I am writing this blog post less to tell you about this book because I am not ready to talk about it than because I want to try to hold onto some of the language without having to actually pick up and revisit the book.  The language astounds me.  It is not derivative.  At least I don't think so.  If it is derivative, it is of Joyce with maybe a tiny bit of Patrick McCabe.  It is less, I don't know, inexorable, than either of those authors.  And yet the story told here is much more haunting than theirs'. Dermot Healy haunting.

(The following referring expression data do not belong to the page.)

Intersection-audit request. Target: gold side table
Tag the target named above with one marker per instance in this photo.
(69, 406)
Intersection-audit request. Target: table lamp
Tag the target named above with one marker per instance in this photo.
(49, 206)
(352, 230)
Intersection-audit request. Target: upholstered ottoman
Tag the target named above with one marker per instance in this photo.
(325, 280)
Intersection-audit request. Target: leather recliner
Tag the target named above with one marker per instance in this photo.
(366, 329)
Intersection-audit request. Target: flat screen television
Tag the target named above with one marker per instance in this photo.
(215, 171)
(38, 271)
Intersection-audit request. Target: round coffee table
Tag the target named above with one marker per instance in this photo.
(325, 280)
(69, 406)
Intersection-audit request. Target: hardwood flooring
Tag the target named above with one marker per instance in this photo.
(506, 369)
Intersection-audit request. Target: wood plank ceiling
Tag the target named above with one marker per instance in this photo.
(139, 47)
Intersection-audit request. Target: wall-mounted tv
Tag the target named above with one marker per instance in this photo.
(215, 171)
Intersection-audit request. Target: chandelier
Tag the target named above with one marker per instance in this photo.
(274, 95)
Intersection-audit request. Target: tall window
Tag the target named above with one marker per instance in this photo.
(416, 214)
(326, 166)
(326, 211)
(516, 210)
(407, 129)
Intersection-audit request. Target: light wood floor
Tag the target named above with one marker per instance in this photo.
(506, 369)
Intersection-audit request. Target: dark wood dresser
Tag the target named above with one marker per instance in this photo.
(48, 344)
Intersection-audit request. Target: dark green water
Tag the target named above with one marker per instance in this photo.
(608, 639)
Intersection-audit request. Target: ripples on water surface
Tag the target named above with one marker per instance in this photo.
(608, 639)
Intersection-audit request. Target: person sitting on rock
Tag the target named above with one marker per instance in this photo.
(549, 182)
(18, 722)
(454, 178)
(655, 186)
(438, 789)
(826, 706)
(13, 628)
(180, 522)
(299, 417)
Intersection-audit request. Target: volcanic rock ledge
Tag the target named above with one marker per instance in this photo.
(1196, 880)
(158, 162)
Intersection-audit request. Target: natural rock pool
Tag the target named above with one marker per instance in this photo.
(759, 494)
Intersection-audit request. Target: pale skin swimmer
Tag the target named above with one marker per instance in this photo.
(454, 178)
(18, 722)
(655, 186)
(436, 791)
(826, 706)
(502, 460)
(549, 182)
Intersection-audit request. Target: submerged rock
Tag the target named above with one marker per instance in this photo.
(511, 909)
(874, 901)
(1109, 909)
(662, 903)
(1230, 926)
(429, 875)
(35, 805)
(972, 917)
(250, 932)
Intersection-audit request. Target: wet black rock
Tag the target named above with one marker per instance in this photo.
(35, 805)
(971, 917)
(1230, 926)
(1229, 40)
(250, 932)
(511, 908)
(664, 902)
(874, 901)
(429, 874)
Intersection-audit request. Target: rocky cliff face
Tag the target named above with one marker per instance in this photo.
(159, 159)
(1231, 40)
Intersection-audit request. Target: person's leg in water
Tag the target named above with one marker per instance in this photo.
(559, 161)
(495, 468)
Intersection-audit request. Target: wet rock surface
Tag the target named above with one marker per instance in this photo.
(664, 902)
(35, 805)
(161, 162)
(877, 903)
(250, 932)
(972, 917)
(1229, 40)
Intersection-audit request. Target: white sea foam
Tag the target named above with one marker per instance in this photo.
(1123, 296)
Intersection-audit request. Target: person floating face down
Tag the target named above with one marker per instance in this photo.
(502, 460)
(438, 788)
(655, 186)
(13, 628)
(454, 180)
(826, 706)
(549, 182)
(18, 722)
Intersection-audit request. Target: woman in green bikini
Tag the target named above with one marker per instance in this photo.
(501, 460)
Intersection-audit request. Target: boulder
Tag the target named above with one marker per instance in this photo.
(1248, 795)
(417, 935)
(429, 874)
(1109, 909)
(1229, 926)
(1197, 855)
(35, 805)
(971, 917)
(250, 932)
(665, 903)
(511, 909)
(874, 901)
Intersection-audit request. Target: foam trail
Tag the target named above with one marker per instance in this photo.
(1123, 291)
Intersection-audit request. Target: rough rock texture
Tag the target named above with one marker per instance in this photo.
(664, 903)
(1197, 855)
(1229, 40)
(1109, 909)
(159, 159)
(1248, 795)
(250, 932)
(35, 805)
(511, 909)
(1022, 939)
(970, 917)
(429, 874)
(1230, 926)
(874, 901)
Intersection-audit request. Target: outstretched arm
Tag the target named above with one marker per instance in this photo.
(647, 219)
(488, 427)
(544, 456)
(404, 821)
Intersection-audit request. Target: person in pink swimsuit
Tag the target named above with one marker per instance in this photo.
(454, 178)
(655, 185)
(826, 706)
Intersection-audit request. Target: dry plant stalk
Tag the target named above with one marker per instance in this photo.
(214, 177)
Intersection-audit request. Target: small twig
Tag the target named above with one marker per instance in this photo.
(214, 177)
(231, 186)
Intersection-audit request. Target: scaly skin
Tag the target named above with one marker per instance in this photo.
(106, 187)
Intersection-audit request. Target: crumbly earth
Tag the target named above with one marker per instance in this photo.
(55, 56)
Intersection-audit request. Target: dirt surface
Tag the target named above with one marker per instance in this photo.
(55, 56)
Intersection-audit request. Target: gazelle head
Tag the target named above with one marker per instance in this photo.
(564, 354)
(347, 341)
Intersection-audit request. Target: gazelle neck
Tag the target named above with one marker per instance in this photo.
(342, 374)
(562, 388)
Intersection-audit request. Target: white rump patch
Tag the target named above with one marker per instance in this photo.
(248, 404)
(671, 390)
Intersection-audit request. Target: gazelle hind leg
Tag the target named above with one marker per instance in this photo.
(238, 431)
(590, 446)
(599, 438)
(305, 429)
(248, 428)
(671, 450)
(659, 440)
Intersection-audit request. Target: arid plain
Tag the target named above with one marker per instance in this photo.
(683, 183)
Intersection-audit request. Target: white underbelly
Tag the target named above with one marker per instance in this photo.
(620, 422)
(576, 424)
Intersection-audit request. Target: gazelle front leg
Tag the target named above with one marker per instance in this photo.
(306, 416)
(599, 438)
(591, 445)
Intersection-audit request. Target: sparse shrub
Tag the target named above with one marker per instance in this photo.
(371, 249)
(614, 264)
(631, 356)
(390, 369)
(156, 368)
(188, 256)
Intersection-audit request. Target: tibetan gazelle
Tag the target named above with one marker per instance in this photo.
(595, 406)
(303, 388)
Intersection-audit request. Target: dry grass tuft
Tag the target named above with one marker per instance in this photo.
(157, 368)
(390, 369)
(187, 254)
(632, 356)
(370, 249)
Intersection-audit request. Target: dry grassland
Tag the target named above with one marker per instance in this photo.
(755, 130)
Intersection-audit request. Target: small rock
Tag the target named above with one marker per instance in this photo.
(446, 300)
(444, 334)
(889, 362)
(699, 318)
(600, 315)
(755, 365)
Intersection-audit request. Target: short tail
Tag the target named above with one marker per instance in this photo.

Sara Baume is so cool and smart and young and did I mention smart?  Ultimately, I guess this book is about the limits life sets for us and how to live as well as we can within those limits.  It is about getting on with it and the things we never can get out from under. It is about the magnificence of the world at our fingertips and the way everything has of becoming dust. How fragile life as we know it is --- how easily it can disintegrate.  It is decidedly not transcendent and anti-redemptive and it is transcendent and redemptive.  Go figure.

Stories (pp21-22)
Everything is filled with stories, an old woman neighbor told me once, the same old woman neighbor, as it happens, who taught me to sew.  This is when I was extremely little, too little to understand that most things don't mean exactly what they seem, that meaning is a flighty thing.  Because of what she said, I split the seam down the back of my favourite teddy, Mr. Buddy, with a serrated kitchen knife.  I was searching for stories, commanding words to tumble out and configure the horizontal lines like the ones inside my story books.  Instead I found Mr. Buddy was all stuffed with minute clouds.  I shoved the clouds in again and punched him down the back of the washing machine so that my father wouldn't see what I had done.  And even though he never did, for years and years I could hear Mr. Buddy's button nose clacking against the wall whenever the washing machine went into a spin.  The machine doesn't work any more, but it still sits in the same place and I suppose Mr. Buddy is back there still.

Age (4)

Fifty-seven.  Too old too start over and too young to give up.

Sadness (47)
Sometimes I see the sadness in you, the same sadness that's in me.  It's in the way you sigh and stare and hang your head.  It's in the way you never wholly let your guard down and take the world I've given you for granted.  My sadness isn't a way I feel but a thing trapped inside the walls of my flesh, like a smog.  It takes the sheen off everything.  It rolls the world in soot.  It saps the power from my limbs and presses my back into a stoop.

Home (12)
Sometimes I think if I took the handbrake off, anywhere in the world, the car would roll itself back here, to the footpath outside the terrace beside the bay, grudgingly yet irresitably.  But I've never been anywhere in the world.  I wouldn't know how to get there in the first place.

 - There was one other passage I really liked, as well.  It was about mundanity, about how people fill their lives with litle tasks, with maintenance.  About how that is the secret to survival.  I can't find it.

This is a book I want to forget and also a book I want to start over immediately.  Go figure.